Throughout Earth’s ancient history, there were several periods of time when many fish actually favored the cold, dark, barren waters of the deep sea, according to new research.

The deep sea contains more than 90% of the water in our oceans, but only about a third of all fish species. Scientists have long thought the explanation for this was intuitive—shallow ocean waters are warm and full of resources, making them a prime location for new species to evolve and thrive.

“It’s easy to look at shallow habitats like coral reefs, which are very diverse and exciting, and assume that they’ve always been that way,” says Elizabeth Miller, who completed the study as a postdoctoral researcher in the University of Washington School of Aquatic and Fishery Sciences and is now a postdoctoral fellow at the University of Oklahoma. “These results really challenge that assumption, and help us understand how fish species have adapted to major changes to the climate.”

The deep sea is typically defined as anything below about 650 feet, the depth at which there is no longer enough sunlight for photosynthesis to occur. That means there is far less food and warmth than in the shallows, making it a difficult place to live.

By analyzing the relationships of fish using their genetic records going back 200 million years, Miller was able to identify a surprising evolutionary pattern: the speciation rates—that is, how quickly new species evolved—flip-flopped over time. There were periods lasting tens of millions of years when new species were evolving faster in the deep sea than in more shallow areas.

In some ways, this discovery raises more questions than it answers. What was causing fish to prefer one habitat over another? What made some fish able to move into the deep sea more easily than others? And how did these ancient shifts help create the diversity of species we have today?

When Miller mapped these flip-flopping speciation rates onto a timeline of Earth’s history, she was able to identify three major events that likely played a role.

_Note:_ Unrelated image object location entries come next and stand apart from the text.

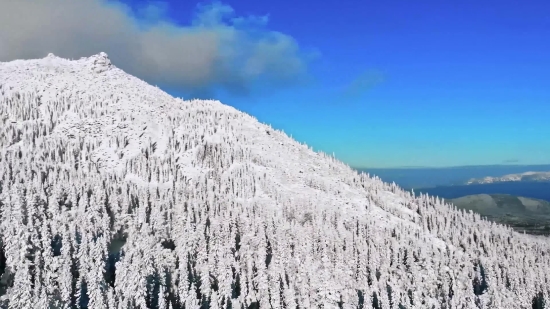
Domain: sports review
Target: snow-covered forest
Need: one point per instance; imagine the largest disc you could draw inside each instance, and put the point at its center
(114, 194)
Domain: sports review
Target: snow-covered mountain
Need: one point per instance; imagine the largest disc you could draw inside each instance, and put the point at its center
(116, 195)
(527, 176)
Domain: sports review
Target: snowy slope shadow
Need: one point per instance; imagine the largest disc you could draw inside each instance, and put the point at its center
(114, 194)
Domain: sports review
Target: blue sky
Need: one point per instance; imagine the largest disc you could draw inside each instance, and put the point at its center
(402, 83)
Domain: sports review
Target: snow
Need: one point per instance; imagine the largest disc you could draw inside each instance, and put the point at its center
(123, 159)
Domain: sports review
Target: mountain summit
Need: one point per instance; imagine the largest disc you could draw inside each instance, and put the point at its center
(113, 194)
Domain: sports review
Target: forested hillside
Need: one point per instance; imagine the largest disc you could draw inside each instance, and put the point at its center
(116, 195)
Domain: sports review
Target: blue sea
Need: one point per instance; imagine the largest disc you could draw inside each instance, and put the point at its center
(538, 190)
(449, 182)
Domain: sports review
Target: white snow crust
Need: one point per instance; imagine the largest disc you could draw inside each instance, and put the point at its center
(216, 209)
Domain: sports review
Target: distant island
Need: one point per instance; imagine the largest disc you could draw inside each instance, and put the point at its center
(522, 214)
(526, 176)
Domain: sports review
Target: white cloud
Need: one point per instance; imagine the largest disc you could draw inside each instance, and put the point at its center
(218, 50)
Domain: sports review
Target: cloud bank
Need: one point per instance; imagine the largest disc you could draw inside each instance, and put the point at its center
(217, 50)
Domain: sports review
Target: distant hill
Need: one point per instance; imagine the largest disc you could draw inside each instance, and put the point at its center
(526, 176)
(521, 213)
(531, 189)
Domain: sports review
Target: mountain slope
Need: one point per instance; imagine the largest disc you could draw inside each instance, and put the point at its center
(521, 213)
(116, 195)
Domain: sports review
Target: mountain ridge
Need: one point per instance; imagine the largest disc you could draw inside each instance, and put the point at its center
(526, 176)
(208, 207)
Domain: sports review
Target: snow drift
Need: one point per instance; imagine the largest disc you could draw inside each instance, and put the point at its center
(116, 195)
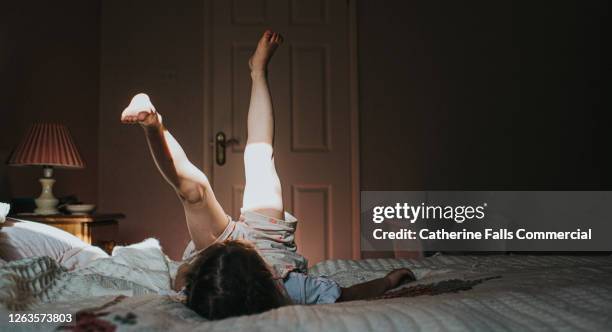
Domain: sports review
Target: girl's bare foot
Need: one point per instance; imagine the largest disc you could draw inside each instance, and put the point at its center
(398, 277)
(141, 111)
(265, 49)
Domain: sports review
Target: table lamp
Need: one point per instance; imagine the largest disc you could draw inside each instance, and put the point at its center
(48, 145)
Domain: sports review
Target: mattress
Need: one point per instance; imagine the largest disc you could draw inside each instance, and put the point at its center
(520, 293)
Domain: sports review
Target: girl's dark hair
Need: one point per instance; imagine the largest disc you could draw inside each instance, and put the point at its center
(231, 279)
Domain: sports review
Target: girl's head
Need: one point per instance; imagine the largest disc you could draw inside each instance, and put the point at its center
(230, 279)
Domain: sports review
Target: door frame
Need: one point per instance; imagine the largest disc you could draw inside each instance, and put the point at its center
(208, 134)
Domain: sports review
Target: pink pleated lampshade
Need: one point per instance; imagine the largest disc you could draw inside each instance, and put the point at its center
(47, 144)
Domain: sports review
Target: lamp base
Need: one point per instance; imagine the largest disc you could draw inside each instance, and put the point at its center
(46, 203)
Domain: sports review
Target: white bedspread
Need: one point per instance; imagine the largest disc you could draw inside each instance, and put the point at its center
(533, 293)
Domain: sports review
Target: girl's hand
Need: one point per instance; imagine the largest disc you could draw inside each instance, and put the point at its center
(399, 277)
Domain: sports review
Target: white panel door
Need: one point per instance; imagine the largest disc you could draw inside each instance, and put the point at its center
(310, 82)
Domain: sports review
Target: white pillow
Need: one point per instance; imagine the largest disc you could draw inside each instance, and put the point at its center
(21, 239)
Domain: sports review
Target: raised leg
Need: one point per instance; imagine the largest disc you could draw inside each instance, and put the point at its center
(263, 191)
(206, 219)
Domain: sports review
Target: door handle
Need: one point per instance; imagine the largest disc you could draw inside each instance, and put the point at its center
(221, 144)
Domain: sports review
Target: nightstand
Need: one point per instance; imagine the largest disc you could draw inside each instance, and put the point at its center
(100, 230)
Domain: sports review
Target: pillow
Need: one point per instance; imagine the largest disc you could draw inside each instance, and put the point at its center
(21, 239)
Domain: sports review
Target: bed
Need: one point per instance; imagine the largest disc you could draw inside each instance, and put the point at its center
(459, 293)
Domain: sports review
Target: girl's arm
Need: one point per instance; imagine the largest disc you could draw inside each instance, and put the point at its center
(376, 287)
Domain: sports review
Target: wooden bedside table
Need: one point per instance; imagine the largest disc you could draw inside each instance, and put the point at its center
(100, 230)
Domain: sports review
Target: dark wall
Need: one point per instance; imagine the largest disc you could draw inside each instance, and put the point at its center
(49, 58)
(155, 47)
(484, 95)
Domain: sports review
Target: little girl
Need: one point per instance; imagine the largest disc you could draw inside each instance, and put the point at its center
(251, 265)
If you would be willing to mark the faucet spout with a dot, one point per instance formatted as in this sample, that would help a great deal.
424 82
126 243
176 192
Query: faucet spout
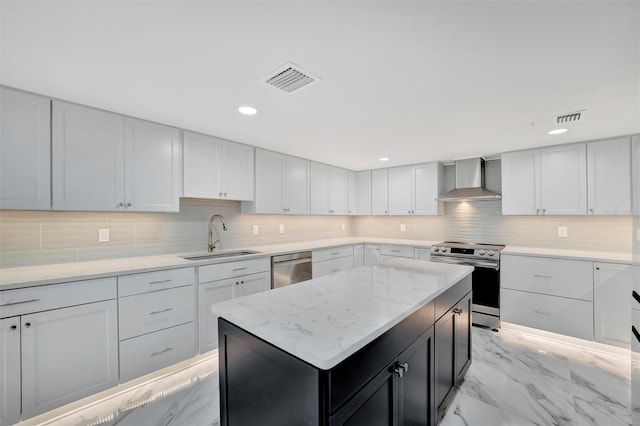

“The first was the breakup of Pangea, which occurred between 200 and 150 million years ago,” says Miller. “That created new coastlines and new oceans, which meant there were more opportunities for fishes to move from shallow to deep water. There were suddenly a lot more access points.”

Next was the Cretaceous Hot Greenhouse period, which occurred approximately 100 million years ago and marked one of the warmest eras in Earth’s history. During this time, many continents were flooded due to sea-level rise, creating a large number of new, shallow areas across the Earth.

“It was around this period that we really see shallow-water fishes take off and diversify,” says Miller. “We can trace a lot of the species diversity we see in the shallows today to this time.”

The third event was yet another major climatic change about 15 million years ago, known as the middle Miocene climatic transition. This was caused by further shifting of the continents, which caused major changes in ocean circulation and cooled the planet—all the way down to the deep sea.

“Around this time we see deep-sea speciation rates really speed up,” Miller says. “This was especially driven by cold-water fishes. A lot of the species you see today off the coasts of Washington and Alaska diversified during this time.”

But climate changes alone don’t explain how fish came to colonize the deep sea in the first place. Not every species has the right combination of traits to survive in deeper water and make use of the relatively limited resources beyond the reach of sunlight.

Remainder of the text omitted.